What is one main requirement for ANY DNA marker used in constructing genetic maps?
Must be polymorphic
Which of the following sequencing technologies does NOT require a library preparation step? Pyrosequencing, Illumina sequencing, Solid applied biosystems, Sanger sequencing
Sanger sequencing
Explain what the Hidden Markov Model (HMM) is.
Statistical method to determine hidden states (in our case this may be whether something is an exon, intron, splice site, etc.) based on given observations (patterns in the DNA)
True or false: unlike many other organisms with a more random distribution of gene-rich areas, the human genome is relatively uniform, with genes evenly spaced throughout.
False (it’s the other way around)
Which method discussed in class would be best suited for analyzing unique gene expression patterns of individual cells?
10X genomics (Chromium)
What are RAPDs, and how are they detected?
Random amplified polymorphic DNAs. Generate primer population and use pairs on multiple individuals. Run amplified fragments on a gel and compare where bands differ between individuals.
(Pros - requires low gDNA, few primer sets generate many markers
Cons - does not determine marker sequence (only presence/absence), can be difficult to reproduce)
Explain the difference between FASTA and FASTQ format.
Both contain read sequences, but FASTQ also contains their corresponding quality scores
What are two shortcomings of EST (expressed sequence tag) sequencing?
Strong bias for abundant mRNA, mis-priming (incorrect 3’ ends), premature stop of the reverse transcriptase (incorrect 5’ ends)
Fill in the blanks: Less than 2% of the human genome codes for _____. _______ sequences make up at least 50% of the human genome. The human genome has a _______ (greater/smaller) portion of repeat sequences than the worm and the fly.
Proteins, repeated, greater
Dot matrix analysis is a _______ (graphical, heuristic, dynamic-programming) method of sequence alignment.
Graphical
Name one benefit of using YACs over BACs, and one disadvantage.
Can carry larger DNA fragments, but is more prone to rearrangements
Explain MGI technology sequencing.
Short-read sequencing that uses rolling circle amplification to generate DNA nanoballs (DNBs) which are then placed on a chip surface with one DNB per binding site. cPAS (combinatorial probe-anchor synthesis) sequencing is then used to determine sequence of each nanoball.
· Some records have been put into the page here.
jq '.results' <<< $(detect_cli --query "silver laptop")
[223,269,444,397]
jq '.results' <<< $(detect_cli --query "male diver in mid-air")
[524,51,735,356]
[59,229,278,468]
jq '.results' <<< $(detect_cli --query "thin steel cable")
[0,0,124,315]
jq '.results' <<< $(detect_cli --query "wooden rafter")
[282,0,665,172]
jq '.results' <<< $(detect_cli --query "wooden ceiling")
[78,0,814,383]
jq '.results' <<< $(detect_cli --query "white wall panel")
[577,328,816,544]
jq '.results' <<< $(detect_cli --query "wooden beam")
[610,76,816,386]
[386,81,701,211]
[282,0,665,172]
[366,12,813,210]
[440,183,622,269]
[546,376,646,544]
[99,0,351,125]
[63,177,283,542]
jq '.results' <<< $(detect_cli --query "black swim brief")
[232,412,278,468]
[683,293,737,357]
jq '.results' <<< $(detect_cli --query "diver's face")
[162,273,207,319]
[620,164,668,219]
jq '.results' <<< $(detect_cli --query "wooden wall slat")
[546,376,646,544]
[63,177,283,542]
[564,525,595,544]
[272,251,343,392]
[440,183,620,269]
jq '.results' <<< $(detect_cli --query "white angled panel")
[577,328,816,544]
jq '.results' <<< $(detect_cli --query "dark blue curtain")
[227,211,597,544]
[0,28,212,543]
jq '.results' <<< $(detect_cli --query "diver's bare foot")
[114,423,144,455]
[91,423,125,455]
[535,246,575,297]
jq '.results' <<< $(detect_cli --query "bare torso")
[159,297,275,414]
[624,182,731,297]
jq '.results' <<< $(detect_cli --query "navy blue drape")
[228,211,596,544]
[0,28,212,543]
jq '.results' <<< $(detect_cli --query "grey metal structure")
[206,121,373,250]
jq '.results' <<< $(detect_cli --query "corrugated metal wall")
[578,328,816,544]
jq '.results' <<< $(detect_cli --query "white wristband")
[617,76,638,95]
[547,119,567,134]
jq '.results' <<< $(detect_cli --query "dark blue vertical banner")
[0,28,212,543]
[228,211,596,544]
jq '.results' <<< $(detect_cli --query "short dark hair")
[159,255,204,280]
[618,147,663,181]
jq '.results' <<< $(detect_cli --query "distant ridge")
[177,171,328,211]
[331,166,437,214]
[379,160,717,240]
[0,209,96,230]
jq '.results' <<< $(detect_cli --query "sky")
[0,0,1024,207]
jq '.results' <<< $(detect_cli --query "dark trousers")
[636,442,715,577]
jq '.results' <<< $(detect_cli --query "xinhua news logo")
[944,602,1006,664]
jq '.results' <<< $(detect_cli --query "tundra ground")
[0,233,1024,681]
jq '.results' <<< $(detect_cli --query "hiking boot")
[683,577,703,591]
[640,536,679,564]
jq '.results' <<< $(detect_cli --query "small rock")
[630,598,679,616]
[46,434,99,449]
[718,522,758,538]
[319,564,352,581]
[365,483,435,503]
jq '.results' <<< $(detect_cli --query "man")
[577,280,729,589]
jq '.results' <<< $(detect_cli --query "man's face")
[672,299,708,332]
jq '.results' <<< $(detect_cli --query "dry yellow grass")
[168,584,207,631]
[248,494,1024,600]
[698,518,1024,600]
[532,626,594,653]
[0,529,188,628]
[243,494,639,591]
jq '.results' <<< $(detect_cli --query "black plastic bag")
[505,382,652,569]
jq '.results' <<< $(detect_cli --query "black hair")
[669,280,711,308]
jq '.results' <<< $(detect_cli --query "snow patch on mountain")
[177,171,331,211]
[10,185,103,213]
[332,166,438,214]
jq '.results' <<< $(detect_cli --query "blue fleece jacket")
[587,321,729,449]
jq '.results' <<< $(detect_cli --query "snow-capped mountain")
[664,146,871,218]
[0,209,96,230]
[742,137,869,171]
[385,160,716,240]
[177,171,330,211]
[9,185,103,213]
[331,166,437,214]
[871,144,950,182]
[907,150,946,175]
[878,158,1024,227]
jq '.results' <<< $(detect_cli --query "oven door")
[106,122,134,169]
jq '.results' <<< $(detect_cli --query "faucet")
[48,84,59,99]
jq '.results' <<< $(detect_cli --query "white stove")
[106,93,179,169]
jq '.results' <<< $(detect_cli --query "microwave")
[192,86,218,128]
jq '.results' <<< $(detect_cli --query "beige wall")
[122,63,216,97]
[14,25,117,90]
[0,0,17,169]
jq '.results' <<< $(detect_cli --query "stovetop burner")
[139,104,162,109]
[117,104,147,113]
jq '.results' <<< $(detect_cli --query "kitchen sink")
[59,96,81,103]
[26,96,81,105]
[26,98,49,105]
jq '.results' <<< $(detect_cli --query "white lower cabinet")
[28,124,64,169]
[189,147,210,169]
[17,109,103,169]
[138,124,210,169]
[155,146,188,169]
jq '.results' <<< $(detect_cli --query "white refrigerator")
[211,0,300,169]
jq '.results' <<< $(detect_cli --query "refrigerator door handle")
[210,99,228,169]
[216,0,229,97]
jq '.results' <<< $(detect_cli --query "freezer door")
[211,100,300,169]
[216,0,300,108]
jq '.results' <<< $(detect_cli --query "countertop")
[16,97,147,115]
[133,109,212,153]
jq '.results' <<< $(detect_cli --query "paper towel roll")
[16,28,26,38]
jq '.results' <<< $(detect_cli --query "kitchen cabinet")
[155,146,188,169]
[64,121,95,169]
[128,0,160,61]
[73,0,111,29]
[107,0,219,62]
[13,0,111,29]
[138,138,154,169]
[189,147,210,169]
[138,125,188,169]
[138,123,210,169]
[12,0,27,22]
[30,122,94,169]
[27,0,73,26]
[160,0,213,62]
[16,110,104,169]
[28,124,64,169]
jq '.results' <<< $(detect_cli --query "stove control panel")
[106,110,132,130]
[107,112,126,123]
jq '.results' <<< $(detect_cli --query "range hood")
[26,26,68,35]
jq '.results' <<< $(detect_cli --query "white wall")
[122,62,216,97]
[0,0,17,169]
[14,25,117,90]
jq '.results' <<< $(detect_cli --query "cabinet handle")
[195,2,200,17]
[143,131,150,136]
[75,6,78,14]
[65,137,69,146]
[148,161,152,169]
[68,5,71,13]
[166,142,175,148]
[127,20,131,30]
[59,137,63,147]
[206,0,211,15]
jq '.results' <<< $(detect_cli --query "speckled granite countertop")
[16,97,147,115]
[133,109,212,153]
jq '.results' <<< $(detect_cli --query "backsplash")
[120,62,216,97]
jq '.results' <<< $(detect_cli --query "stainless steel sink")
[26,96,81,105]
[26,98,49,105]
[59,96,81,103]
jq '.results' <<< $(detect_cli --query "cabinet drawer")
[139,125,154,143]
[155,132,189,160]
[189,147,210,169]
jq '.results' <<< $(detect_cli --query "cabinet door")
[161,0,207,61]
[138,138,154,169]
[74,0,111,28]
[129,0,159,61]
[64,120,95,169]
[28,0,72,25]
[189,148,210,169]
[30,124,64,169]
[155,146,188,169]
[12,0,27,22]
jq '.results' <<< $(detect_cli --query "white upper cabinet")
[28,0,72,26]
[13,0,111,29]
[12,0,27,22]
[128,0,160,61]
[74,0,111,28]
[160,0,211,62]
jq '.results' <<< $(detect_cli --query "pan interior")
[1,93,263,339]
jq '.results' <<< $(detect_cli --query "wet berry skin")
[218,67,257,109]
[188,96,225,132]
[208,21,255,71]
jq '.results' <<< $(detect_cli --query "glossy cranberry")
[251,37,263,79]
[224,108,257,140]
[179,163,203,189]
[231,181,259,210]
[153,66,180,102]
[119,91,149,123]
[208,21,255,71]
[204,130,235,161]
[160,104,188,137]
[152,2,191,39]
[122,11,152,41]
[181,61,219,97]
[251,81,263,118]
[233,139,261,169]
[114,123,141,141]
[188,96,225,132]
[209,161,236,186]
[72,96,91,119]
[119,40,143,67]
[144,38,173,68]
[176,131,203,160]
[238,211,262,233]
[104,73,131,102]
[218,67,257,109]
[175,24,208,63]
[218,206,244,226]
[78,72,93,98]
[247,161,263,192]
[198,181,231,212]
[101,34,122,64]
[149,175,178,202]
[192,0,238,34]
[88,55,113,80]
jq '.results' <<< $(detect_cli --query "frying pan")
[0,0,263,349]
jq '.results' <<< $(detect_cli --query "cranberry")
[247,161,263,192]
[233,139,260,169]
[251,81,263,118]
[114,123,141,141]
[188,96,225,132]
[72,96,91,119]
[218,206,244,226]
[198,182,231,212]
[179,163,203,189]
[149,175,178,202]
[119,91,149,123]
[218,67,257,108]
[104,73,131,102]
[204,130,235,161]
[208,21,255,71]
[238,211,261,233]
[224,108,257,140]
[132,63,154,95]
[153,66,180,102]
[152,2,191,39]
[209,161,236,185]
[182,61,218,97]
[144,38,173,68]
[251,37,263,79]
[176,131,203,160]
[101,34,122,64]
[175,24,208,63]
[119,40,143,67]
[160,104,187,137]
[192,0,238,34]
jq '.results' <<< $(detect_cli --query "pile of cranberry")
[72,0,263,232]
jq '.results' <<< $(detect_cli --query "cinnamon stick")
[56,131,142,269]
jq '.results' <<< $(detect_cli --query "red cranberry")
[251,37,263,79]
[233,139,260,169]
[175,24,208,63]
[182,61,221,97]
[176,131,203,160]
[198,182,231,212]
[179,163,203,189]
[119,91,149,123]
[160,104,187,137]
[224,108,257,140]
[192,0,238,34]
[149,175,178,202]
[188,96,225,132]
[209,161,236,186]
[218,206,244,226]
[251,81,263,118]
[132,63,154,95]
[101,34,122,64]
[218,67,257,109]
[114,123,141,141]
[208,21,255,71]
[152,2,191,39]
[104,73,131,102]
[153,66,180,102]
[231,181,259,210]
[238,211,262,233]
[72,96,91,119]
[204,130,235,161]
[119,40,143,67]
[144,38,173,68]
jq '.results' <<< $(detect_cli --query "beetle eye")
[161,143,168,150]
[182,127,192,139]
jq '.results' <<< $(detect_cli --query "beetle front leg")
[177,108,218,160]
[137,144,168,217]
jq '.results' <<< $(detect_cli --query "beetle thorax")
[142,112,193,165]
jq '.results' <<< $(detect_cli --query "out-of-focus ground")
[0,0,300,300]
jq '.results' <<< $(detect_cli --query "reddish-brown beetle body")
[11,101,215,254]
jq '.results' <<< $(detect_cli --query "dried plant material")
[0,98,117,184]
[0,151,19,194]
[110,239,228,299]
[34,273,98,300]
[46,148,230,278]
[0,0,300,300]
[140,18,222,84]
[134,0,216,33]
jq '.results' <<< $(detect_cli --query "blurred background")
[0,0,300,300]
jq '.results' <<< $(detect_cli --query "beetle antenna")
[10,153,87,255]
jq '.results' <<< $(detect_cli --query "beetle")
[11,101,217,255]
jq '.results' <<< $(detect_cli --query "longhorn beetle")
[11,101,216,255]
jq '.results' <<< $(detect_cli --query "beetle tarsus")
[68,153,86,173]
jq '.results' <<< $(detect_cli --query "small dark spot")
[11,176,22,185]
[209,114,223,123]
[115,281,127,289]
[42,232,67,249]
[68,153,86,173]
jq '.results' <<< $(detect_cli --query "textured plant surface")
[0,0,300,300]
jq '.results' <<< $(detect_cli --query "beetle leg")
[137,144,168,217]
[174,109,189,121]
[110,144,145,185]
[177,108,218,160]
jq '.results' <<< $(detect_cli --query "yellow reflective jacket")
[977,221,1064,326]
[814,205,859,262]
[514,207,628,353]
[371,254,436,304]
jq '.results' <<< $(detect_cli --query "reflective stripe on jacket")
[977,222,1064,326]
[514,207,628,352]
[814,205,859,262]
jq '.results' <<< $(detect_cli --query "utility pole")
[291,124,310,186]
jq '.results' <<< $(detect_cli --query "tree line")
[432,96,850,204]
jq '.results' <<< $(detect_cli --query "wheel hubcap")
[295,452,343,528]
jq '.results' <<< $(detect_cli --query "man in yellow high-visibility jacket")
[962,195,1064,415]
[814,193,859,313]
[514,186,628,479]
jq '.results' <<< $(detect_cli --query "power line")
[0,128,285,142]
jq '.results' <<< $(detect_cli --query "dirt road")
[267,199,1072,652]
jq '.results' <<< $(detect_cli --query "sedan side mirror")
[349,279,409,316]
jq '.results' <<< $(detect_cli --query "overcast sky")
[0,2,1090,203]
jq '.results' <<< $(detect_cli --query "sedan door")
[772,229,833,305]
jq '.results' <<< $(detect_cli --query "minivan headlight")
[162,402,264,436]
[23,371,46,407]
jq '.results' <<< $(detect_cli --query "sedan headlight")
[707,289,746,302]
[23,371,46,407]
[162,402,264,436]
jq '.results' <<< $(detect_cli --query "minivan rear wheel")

Describe one way to directly identify histone-bound DNA across the genome and explain the methods involved.
Possible answers:
ChIP-seq: DNA and proteins are crosslinked, then sheared to produce small DNA fragments, histone-bound DNA are immunoprecipitated, DNA is released from proteins and sequenced.
CUT&RUN: Cells are permeabilized, and an antibody binds to target histones or chromatin proteins. Protein A/G-MNase is recruited and selectively cleaves bound DNA, which is released, purified, and sequenced.
How were genetic maps used in the HGP?
In the initial stages of the HGP, linkage mapping was used to determine the relative position of genes. These were constructed by studying how frequently certain genetic markers were inherited together and were based on recombination frequencies. This let them break down the genome into more manageable segments.
What are some examples of experimental designs besides twin studies that can be used to quantify the genetic component of complex diseases?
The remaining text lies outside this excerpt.